Anyway, here's my trip down F5 Memory lane:

  • bigconfig - this was BIG-IP's first actual GUI. I was actually hired as a Windows developer to build a Win32 based app that could manage the BIG-IP remotely from a Windows machine. I quickly talked our VP of development, who has since moved on, into using a web based management approach. The core for this framework is still intact in the latest 4.x version of BIG-IP.

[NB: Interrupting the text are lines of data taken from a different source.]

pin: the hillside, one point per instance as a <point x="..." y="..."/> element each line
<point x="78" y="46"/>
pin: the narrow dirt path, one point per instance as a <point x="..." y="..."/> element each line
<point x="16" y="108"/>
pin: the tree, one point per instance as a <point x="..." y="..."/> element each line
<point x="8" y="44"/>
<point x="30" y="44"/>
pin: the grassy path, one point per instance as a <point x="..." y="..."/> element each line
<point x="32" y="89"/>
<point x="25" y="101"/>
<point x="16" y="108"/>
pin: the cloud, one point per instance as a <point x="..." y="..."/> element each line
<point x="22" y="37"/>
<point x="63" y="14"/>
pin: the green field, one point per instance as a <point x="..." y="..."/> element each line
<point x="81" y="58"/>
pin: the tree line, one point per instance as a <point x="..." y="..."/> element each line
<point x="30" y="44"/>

  • LINK-IT - Before BIG-IP and 3-DNS were able to run side by side on the same platform, they needed a way to communicate with each other. This was before the days of SOAP and WebServices and THE way to communicate across devices on a Unix platform was with CORBA. We currently had a fairly extensive remote library for our internal communications we decided that it would be best for us and our customers if we made this public. So we built a formal SDK, brought in the marketing folks, and whalah... iControl was born. (BTW, I still don't know why iControl is listed as a "Product" on our website when it's a core feature to all our products. The SDK is a product so I guess that it does make sense now that I think about it...)
  • SEE-IT - This was F5's first attempt at a remote management application. I led the team in the design of this windows-based monitoring and management system. We didn't want to go the CORBA route on Windows so we built our own HTTP based XML format. This was before the days of SOAP so we had to bake up our own.
  • iControl - I mentioned above about how LINK-IT turned into iControl. Well, version 1.0 of the SDK that supported only CORBA wasn't met with much demand from our customers. Mainly, I believe, this was due to the fact that our customer base were mainly network admins who didn't have strong coding backgrounds. We took this as a hint that we needed a simpler model to allow our customers to make our "Application Aware Network" a reality. We introduced our first XML based API support on October 5, 2001 which was before the whole SOAP thing really took off. I think we made a good choice as SOAP is now the defacto standard for XML remote management. Now without restricting the developers into a specific ORB, we could support any of the languages out there that had SOAP toolkits (well over 50 to date). Perl allowed the network admins to build dynamic "scripts". .NET and Java allowed the web developers to integrate into their existing web applications. This really opened up many new doors for our customers, and as a consequence, brought the "application developers" into our new list of customers.
  • BIG-IP - Through the years, I've assisted on many features (mostly management based) on the BIG-IP products. I've been a part of every release from 2.0 up to 9.0.5. It's been simply amazing to see this product mature and grow.
  • DevCentral - With the SDK, we saw a need for our new customers, the "application developers", to have an alternate support channel away from the standard phone support. Jeff B and I started a grass-roots effort within the development organization to build a community site where our users could interact directly with the developers in such a manner that the developers could still make their schedules and not become an extension to the support organization. Originally, since our SDK included support for java and .NET development environments, as well as perl, we foresaw questions regarding development environments and the such that did not fall into the product support policy. Despite being free, we wanted to support and enhance the iControl community as best we could. I envisioned a community where users got together and shared ideas and thoughts about how they would apply iControl into their own networks. Late last year, we also added iRules support to coincide with version 9.0 of BIG-IP. This included a brand-spanking new rules language that we saw would kick the pants off of anyone else out there. This strengthened our user base and we are now over 3500 registered users and growning!
  • Side projects - I worked and advised on many, many side products that I won't mention here. Some because they are fairly boring, some because I can't.
  • Misc - Other items of note: 3 F5 buildings, 3 bosses, 3 houses, 2 kids (to make a nice rounded total of 3), 3 laptops. Geez, there are a lot of 3's in there aren't there...

What a great ride this has been and I can't wait for the next 7 years.